Expert in Myomectomy Comments on Cyst Removal

Cody Porcoro

Written by
— Updated on December 20, 2017

When a woman passed away during her myomectomy procedure, a surgeon familiar with myosure techniques to cut ovarian cysts was needed to comment on relevant standards of care. The myomectomy had been performed in order to remove cysts from the patient’s uterus without affecting her chance of pregnancy, and had been administered in conjunction with a lap ovarian cystectomy and dilation and curettage to remove tissue. During the procedure, the surgeon allegedly re-inserted the hysteroscope, a thin, lighted tube used to better visualize the uterus. However, a postoperative CT scan revealed that air had entered the patient’s femoral vein, and she suffered an air emboli which rapidly restricted her blood supply and caused her to pass away. The use of myosure to insert a tissue-cutting instrument was brought into question, as was the versapoint resectoscope that had been employed during the surgery.

Question(s) For Expert Witness

  • 1. Please describe your familiarity and frequency of use with the myosure and versapoint resectoscope systems.
  • 2. Have you encountered this complication in your own patients? What is the etiology?

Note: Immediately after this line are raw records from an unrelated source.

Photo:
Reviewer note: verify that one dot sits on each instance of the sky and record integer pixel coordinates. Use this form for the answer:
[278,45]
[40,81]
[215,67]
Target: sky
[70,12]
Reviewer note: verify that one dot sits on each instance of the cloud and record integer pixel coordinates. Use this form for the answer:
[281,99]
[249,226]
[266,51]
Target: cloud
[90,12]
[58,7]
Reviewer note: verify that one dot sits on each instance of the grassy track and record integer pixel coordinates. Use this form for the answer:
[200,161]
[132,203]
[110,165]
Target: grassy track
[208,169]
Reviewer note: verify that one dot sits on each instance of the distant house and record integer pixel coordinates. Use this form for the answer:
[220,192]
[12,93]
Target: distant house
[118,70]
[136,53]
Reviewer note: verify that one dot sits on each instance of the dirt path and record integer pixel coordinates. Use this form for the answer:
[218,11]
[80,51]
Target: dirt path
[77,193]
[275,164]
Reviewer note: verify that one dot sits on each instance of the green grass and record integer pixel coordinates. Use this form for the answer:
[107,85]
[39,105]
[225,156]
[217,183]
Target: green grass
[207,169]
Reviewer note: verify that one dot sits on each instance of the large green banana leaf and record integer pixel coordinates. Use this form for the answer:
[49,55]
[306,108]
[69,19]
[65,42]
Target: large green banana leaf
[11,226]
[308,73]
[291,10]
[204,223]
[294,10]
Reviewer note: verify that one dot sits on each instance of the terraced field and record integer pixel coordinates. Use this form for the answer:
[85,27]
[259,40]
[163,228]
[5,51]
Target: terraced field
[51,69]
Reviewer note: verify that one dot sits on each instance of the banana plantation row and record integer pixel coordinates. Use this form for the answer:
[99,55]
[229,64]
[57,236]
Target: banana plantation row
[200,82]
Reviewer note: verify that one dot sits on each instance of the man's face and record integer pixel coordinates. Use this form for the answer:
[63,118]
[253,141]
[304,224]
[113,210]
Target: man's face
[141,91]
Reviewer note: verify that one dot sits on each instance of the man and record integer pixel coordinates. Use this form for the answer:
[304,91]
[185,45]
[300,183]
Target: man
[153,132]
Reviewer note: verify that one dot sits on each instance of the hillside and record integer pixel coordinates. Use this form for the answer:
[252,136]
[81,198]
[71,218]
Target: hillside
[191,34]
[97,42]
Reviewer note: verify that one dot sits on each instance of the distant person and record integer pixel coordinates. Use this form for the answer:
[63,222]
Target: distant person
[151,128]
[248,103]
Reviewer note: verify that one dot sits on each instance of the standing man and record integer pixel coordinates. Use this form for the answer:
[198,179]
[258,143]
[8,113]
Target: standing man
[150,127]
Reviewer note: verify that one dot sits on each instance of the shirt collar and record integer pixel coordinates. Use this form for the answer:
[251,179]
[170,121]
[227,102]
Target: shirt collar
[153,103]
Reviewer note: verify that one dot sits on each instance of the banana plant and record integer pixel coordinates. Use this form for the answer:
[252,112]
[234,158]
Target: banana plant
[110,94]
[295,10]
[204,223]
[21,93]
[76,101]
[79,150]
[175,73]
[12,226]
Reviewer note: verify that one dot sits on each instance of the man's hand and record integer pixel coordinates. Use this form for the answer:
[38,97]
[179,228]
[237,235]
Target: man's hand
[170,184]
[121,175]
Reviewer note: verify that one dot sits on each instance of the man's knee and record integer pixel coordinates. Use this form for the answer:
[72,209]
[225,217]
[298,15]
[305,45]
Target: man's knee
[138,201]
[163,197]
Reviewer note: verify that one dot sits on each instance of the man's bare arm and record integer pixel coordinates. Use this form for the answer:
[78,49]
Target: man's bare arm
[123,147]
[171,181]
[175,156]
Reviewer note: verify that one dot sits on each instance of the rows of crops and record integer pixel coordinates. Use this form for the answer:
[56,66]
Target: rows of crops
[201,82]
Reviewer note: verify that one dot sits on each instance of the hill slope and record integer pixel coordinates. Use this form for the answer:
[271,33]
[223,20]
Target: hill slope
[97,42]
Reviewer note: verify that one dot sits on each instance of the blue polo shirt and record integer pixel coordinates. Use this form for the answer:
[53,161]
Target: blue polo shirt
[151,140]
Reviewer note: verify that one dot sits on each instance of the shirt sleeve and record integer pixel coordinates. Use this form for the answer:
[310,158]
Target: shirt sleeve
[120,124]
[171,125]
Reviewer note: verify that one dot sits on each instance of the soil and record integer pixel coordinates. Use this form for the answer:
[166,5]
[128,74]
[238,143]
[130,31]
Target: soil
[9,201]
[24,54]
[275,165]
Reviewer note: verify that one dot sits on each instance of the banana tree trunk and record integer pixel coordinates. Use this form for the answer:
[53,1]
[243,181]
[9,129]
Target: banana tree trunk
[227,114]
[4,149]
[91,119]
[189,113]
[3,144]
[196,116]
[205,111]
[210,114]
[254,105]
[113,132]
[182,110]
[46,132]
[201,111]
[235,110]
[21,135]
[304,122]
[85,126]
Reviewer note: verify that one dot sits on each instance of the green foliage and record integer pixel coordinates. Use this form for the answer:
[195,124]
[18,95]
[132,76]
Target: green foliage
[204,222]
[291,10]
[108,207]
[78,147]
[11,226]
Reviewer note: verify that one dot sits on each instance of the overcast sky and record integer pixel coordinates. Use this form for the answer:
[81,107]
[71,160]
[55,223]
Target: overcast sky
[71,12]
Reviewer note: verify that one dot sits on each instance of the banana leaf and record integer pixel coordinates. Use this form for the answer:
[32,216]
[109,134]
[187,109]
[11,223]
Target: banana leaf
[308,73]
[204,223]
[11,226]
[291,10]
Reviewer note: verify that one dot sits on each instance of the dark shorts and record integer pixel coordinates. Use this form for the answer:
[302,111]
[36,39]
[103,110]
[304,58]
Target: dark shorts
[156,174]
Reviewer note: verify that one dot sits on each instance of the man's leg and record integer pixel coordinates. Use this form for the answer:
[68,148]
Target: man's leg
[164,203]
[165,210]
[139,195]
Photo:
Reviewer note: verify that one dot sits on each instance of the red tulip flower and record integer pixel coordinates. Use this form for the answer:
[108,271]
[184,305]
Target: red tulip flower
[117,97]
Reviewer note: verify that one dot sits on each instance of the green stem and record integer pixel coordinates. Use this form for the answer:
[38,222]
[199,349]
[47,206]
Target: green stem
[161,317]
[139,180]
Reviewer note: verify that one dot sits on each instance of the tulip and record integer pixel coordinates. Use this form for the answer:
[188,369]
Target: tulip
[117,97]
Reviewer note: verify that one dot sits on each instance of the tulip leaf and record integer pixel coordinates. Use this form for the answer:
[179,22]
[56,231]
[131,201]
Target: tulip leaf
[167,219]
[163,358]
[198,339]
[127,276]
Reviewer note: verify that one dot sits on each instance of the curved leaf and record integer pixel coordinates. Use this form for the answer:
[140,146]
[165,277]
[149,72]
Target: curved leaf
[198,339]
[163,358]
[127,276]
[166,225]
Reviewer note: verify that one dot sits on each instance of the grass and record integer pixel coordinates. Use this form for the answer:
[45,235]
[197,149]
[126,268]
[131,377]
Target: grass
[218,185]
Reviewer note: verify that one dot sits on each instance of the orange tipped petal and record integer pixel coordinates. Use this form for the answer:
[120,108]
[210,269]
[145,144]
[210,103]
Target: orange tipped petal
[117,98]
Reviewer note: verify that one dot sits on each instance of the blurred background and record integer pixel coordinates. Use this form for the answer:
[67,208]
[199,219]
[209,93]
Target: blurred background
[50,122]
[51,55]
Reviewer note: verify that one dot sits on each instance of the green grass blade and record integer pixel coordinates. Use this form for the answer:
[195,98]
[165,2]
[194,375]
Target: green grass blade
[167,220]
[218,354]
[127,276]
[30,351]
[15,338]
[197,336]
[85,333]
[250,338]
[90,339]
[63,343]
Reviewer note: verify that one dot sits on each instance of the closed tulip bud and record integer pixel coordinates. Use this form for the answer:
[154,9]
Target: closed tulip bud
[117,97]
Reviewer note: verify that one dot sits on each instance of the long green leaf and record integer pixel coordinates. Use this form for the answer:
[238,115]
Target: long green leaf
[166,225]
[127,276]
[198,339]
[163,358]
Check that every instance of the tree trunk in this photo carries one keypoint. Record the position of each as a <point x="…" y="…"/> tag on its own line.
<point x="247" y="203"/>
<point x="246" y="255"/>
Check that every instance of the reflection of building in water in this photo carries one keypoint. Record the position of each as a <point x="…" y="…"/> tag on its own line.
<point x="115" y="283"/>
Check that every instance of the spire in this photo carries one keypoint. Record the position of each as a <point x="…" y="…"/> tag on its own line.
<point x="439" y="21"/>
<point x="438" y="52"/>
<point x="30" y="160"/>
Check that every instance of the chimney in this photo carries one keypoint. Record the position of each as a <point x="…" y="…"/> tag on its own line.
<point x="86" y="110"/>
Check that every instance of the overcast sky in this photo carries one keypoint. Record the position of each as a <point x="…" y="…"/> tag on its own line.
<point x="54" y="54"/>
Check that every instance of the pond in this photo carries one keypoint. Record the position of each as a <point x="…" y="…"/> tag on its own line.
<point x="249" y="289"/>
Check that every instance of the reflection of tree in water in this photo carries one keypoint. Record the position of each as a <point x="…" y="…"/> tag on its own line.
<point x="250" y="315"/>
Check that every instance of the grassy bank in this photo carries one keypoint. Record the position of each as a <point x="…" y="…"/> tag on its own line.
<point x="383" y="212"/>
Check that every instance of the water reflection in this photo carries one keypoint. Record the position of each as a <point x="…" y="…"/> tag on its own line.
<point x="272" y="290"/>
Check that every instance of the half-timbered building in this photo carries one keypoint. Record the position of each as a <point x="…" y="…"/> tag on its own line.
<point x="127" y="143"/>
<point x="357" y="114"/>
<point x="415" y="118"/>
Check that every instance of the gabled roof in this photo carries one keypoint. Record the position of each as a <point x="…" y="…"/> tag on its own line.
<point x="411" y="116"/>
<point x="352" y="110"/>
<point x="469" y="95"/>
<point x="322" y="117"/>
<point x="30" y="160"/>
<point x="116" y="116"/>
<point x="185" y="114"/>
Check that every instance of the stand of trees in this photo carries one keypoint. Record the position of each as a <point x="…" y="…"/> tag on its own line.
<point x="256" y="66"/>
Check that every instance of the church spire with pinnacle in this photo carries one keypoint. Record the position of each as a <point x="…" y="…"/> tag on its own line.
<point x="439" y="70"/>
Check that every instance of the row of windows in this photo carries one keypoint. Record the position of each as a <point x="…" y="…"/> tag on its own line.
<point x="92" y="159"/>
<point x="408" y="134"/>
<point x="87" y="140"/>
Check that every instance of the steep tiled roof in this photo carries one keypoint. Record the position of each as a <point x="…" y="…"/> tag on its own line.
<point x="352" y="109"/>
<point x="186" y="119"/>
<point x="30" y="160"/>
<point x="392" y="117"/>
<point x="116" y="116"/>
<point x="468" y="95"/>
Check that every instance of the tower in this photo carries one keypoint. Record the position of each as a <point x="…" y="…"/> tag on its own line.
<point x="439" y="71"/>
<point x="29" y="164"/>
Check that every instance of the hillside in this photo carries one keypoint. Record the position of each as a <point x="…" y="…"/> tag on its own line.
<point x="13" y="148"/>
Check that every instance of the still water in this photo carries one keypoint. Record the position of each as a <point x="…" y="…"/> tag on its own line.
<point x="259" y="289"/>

Expert Witness Response E-090801

Our service uses both of these hysteroscopic modalities on a regular, daily basis. My own case load will range from 2 to 6 cases weekly of either myosure or RF energy resectopic surgery. The health system I work for has a very active robotic case load in multiple specialties and is one of the progenitors of high volume robotic surgery historically. I have two days weekly where I have robotic block times, performing high acuity endometriosis, fibroid and pelvic floor cases, which is usually 4 times weekly. The service as a whole performs on average 400 cases yearly between the various faculty. I have actually written several exam questions on cases similar to this one, as well as related issues of insufflation as part of the working group at AAGL (the American Association of Laparoscopic Surgeons) developing a credentialing examination for minimally invasive surgeons. This is a rare event that probably occurs in a setting of prolonged insufflation at high pressure or in the face of intravascular placement of an insufflation source, such as a Veress needle, retroperitoneal location of a trocar infusing CO2 gas, or similar confluence of circumstances. Prolonged intra-abdominal pressures at 20 mmHg or greater during laparoscopy is not recommended due to this theoretical concern. The event can also be idiopathic, arising spontaneously for unknown causes.